Hopefully something comes along and helps out in this regard.
But out of curiosity, what would that solution look like? Like it or not, SMS doesn't really use the cellular data services your data package pays for. It works through a different aspect of GSM (which has been covered
ad nauseum already), and it's tied as a system to phone numbers. If you're a large company like AOL running a chat service, you can afford to set up banks of temp numbers that allow people to send and receive SMS from an IM gateway. But when someone SMS's your phone, they're sending their message to
your phone number -- it goes straight to AT&T and then gets pushed out to your phone.
How would an app go about intercepting this process in a way that wouldn't involve you being charged?
So then alternatively, the best you would
ever get is that someone would create an app and backend that would assign you
another, different phone number purely to use for the purpose of receiving (and sending) SMS. But then someone has to pay for maintaining that infrastructure, because a phone number isn't something you can just obatin for free. The VOIP services like Skype don't even give you a dedicated incoming phone number for free. Services like eFax do, although they're ad supported at the free level.

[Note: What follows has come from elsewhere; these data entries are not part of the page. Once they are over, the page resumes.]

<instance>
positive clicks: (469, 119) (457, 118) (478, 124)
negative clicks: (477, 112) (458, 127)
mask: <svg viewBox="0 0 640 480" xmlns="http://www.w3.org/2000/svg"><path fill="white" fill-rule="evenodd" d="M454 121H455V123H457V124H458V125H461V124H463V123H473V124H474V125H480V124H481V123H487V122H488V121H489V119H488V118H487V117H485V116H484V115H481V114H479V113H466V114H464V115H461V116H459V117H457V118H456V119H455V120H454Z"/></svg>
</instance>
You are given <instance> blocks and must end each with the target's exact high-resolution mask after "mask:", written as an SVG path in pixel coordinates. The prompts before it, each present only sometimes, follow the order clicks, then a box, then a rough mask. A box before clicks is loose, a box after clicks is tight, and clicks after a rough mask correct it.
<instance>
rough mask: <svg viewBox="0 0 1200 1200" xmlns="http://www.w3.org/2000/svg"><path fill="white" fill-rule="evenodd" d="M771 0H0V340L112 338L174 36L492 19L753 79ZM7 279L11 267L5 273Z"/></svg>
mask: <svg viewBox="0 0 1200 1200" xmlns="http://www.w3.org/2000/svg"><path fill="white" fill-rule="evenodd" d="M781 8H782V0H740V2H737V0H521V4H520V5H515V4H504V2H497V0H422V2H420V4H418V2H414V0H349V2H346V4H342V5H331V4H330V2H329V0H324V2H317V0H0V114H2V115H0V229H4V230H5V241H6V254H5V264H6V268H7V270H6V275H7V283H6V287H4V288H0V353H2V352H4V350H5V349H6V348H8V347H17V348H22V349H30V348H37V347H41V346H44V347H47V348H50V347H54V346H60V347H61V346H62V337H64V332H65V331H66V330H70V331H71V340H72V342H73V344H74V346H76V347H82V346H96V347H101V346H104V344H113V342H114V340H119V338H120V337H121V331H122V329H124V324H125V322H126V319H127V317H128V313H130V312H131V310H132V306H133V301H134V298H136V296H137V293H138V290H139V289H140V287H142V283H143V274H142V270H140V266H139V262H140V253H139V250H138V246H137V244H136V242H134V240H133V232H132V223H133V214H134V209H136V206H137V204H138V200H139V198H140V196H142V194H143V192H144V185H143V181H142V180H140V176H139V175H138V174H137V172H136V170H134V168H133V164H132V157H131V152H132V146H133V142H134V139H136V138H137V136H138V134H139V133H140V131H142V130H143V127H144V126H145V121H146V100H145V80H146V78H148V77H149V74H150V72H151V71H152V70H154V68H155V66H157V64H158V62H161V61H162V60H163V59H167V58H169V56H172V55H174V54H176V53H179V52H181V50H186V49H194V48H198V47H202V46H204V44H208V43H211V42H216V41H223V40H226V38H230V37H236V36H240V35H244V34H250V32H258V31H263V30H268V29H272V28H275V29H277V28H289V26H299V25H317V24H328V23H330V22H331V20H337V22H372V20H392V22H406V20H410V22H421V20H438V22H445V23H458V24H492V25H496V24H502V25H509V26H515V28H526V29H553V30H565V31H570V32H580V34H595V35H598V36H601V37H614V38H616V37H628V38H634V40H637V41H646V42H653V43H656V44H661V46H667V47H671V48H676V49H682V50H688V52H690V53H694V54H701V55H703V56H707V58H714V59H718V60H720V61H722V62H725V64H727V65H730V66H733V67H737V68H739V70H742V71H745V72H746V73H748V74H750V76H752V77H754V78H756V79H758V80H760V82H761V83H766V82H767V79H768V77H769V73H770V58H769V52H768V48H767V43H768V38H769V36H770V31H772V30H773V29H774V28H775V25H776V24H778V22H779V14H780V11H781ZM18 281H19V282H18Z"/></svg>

So, the solution... the best solution that's technically feasible... that you might get someday is that you'd have a second phone number for SMS that would be free, most likely ad supported. And your friends would all have to put this second phone number in their phones and text you at the alternate number (since such a system would have no way of preventing you from being charged for texts at your actual phone number).... That's the best that's even feasible. And that's why there are tons of apps to send SMS for free over the net and none to receive it....
Is all of that really worth $5 a month?